My Static Self by One of Earth’s Ends
"Now I'll do nothing but listen,
To Accrue what I hear into myself, and let sounds contribute toward me"
-Walt Whitman, Leaves of Grass, 1855
Upon that mass that many took to further lands,
Carpe diem! Dawn at the estuary to feel the day rising:
My feet in tempered, soggy, slightly sinking sand left so by
Her big swallows lugging her lips close to her chest.
She tugs her head in somewhere beyond my eye-reach,
and the retreat of her stealth night visit is announced, on this end,
by the hidden howler monkeys who now chant.
I see her early coy waving. Passively leaving, she mirrors the sky glowing.
Sun's pointy hair creeps over the horizon; she’s shooting all clouds.
Her light encases the globe. Yet I — barely notice a whole world awaits Sun, actively calm:
Slowly the palm trees grow their light-grey shadow; and the green grass shines its watery pearls;
And the sand sucks the leftover water, till
Serenading chirps reach my ears —
I know — it’s life anew,
with poorly-warmed sun hitting my skin. I here stand with dawn rising in and around me.

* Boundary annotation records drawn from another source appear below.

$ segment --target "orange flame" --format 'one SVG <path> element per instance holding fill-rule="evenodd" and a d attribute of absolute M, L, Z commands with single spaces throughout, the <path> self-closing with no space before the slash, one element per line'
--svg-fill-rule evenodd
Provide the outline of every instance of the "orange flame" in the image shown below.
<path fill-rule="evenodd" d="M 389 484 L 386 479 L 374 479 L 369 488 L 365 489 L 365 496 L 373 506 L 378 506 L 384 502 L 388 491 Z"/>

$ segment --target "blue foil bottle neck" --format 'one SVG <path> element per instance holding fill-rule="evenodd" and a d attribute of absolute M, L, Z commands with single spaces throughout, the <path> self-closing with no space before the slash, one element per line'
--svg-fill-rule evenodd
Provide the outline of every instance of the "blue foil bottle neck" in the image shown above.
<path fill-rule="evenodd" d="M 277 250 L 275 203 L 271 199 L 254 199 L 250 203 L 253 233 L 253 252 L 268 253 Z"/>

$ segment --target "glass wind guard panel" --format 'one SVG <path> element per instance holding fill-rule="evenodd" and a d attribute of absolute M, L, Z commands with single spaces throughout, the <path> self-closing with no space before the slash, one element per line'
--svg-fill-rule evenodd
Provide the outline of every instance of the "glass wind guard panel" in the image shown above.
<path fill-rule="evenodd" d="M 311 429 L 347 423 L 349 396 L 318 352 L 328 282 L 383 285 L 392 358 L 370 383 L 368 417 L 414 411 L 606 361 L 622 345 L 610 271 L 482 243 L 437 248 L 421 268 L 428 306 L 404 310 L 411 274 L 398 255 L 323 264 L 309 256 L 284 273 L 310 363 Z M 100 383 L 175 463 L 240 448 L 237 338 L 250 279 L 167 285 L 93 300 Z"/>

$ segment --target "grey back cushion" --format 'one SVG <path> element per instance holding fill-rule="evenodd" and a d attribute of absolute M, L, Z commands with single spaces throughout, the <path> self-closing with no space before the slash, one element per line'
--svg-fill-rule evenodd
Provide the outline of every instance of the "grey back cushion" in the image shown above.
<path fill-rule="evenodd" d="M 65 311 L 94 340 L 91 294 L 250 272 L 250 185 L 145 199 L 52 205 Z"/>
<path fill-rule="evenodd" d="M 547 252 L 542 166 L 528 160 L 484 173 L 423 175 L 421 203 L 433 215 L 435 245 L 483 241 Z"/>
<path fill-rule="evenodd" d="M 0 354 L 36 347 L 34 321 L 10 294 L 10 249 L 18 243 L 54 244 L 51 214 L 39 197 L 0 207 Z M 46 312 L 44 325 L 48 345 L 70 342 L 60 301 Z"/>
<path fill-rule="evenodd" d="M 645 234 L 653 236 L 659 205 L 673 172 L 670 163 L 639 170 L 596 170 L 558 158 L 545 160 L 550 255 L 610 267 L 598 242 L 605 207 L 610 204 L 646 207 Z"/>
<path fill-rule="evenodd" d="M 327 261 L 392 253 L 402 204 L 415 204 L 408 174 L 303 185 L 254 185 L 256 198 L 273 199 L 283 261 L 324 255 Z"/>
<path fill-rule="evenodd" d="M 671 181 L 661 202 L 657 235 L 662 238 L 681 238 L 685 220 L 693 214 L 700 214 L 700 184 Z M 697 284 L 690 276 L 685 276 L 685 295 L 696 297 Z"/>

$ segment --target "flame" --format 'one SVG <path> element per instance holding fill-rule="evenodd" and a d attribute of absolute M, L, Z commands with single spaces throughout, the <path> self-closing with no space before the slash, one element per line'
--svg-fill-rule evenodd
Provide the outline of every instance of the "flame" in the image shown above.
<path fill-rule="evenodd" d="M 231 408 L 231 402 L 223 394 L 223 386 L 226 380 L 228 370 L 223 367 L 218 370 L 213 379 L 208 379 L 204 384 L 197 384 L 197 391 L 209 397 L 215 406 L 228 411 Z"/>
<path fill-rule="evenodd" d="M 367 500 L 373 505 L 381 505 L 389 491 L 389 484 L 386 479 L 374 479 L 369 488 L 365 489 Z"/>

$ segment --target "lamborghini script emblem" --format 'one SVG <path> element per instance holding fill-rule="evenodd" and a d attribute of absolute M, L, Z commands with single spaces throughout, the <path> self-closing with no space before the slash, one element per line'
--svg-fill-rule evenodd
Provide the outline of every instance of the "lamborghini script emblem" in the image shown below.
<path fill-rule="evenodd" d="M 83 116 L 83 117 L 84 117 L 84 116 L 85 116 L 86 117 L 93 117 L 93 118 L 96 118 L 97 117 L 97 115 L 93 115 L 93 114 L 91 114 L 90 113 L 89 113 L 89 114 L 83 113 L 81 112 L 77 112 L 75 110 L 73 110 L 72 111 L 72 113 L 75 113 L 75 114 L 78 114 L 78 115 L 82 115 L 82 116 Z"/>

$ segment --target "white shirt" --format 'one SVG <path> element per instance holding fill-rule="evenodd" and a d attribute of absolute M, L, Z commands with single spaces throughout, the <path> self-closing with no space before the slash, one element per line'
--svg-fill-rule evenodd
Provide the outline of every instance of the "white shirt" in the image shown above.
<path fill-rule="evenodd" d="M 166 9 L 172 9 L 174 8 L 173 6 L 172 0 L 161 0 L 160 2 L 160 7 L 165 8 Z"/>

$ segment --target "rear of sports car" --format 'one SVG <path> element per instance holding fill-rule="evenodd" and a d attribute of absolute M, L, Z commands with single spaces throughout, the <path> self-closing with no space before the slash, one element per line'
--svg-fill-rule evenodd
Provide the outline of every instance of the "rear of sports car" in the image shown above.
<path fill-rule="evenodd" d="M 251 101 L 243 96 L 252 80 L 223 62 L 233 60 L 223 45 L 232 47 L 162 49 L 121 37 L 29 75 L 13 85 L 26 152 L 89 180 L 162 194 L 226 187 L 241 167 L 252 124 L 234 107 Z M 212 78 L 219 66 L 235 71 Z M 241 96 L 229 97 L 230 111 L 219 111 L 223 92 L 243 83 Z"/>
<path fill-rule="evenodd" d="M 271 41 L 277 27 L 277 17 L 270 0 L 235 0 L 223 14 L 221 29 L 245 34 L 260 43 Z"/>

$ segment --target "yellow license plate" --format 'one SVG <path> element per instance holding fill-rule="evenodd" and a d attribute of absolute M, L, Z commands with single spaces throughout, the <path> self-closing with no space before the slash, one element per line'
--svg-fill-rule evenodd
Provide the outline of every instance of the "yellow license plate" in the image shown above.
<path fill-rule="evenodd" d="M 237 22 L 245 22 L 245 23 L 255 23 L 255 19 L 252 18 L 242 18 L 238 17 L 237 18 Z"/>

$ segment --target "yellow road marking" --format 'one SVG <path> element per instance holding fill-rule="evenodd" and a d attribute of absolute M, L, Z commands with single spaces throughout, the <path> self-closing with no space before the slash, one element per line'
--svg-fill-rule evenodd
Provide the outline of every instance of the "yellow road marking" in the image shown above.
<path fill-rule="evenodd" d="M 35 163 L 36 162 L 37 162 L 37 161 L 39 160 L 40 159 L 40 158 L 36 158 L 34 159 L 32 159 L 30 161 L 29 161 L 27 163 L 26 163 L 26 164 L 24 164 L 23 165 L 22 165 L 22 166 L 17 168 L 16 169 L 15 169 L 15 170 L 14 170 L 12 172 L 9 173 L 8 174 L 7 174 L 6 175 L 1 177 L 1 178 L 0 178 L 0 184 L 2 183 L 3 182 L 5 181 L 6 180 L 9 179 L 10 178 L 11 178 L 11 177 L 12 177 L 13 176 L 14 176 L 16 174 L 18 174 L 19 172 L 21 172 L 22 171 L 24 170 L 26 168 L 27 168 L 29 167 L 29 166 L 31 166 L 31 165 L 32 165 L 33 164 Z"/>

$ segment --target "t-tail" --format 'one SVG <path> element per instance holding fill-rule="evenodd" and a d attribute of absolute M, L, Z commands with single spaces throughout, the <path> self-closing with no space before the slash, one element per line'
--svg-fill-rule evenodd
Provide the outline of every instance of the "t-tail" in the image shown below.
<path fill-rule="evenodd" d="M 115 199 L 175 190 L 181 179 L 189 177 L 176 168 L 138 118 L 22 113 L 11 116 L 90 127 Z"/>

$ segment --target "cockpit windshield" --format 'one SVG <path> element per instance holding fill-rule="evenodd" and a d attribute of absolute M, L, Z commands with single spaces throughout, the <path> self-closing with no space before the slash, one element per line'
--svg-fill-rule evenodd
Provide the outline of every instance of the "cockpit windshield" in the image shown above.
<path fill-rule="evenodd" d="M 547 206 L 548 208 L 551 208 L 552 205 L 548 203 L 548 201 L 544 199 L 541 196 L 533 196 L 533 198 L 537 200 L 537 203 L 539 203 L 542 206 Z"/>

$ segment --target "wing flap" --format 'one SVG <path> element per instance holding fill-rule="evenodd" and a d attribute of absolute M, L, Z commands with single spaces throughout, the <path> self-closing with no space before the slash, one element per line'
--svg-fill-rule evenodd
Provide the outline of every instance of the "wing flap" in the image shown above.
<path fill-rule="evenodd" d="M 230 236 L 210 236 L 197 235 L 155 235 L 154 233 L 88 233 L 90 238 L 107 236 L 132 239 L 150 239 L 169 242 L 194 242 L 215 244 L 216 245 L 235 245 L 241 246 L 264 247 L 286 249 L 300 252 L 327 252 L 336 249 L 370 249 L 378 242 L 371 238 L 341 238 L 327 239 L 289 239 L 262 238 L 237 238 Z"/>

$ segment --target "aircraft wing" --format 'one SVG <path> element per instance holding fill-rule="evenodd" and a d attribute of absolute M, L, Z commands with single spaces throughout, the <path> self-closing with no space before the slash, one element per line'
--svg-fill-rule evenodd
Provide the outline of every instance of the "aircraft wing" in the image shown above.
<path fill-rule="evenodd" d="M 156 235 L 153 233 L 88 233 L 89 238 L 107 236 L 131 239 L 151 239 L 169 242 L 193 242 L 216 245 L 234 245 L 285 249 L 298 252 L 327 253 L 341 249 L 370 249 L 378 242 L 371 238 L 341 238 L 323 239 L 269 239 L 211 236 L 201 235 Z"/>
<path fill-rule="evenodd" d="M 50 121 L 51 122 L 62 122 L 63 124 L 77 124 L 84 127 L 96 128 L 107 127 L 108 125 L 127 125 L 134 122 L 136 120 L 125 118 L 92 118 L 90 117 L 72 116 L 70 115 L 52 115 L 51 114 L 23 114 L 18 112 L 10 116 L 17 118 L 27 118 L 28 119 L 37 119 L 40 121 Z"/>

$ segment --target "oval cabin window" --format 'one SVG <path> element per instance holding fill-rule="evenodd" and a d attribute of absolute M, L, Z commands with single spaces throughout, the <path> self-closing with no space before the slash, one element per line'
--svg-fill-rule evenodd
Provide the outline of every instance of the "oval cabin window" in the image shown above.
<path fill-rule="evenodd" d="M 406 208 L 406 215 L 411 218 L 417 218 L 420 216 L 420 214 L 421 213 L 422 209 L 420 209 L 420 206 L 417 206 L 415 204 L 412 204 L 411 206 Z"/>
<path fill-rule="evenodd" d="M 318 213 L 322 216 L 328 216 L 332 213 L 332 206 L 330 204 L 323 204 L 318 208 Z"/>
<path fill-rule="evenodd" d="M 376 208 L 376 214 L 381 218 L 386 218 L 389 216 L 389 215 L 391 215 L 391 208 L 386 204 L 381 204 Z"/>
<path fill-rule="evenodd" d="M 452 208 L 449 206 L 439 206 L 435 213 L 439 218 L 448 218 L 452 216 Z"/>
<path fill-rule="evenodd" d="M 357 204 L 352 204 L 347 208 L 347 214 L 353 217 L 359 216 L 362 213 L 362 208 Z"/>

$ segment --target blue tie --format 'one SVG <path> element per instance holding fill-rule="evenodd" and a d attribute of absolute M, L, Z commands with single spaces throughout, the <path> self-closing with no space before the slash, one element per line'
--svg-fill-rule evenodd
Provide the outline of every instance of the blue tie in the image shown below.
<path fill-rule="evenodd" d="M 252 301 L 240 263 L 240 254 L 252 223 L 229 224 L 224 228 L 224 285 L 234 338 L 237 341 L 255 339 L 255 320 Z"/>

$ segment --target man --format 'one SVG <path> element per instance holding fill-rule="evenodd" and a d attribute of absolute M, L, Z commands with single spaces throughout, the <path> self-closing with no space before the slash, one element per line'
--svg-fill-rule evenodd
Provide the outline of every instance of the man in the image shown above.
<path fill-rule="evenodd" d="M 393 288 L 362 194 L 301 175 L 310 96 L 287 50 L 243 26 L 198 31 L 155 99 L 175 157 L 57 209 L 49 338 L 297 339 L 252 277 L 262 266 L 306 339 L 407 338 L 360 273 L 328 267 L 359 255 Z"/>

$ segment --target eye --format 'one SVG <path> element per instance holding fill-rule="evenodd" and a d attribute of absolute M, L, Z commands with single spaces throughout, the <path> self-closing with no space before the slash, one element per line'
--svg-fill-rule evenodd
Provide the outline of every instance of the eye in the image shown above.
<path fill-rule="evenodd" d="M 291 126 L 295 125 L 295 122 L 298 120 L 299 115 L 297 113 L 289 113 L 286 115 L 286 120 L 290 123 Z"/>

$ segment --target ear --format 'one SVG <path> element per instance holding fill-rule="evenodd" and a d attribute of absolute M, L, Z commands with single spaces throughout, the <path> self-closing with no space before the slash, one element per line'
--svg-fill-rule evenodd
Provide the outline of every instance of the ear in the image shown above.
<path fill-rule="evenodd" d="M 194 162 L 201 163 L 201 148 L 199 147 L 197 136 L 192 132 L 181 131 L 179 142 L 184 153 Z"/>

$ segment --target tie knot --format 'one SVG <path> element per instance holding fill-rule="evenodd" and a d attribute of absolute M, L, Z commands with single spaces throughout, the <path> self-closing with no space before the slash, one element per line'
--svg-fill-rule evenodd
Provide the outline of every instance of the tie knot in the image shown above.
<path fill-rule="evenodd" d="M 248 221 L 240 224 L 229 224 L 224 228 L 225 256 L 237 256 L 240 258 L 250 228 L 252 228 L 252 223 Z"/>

A three-hour, sudden heaviness weakens my body.
Time runs slower than sand tucked in hole-less hands.
I’m not able to resist the half-eye-closed nodding
At my book. Unmoved — I am— by the background breaking curls of mother sea and
the thick, condensed, salty air-blows coming from some other earth’s end;
it’s bouncing music blown into my ears, through the palm trees shelter, where
Sun can see me between blinding shine and shadowy shiny spots.
It's dusk, feel Sun's horizontal farewell? Feel that strength decreasing in her poorly given warmth?
See her lighting up the sea with ticklish playfulness,
allowing seagulls to soar over the tide on the look of diving in for food?
I find a spot on sandy sabana to see the ball of fire burning quiddity tint the sky with flaming glow.
Loth to leave, I see a kid with invisible nails on clouds scratching the heavens;
Not a puppet bowing proudly for her performance, but restlessly showing off her artful self.
Shortly, Night cups the globe with her hands, and once again, the world dozen-hour slumber occurs,
My feet in cold, dry unsinking sand this time, but my eyes fixed on ephemeral darkness.
Call it pearls stolen from grass dew, or crystallized,
Never-fallen snow. Once Night takes over with embedded shiny bodies,
I stare up and mouth-opened admire a darkened sea of pearls serenaded by an invisible Ocean ebb-lullaby.
What a dream catcher of any kind could compare?
Bathed in stardust, this sight so bright and grand
keeps my slumber sound by flood and ebb tide.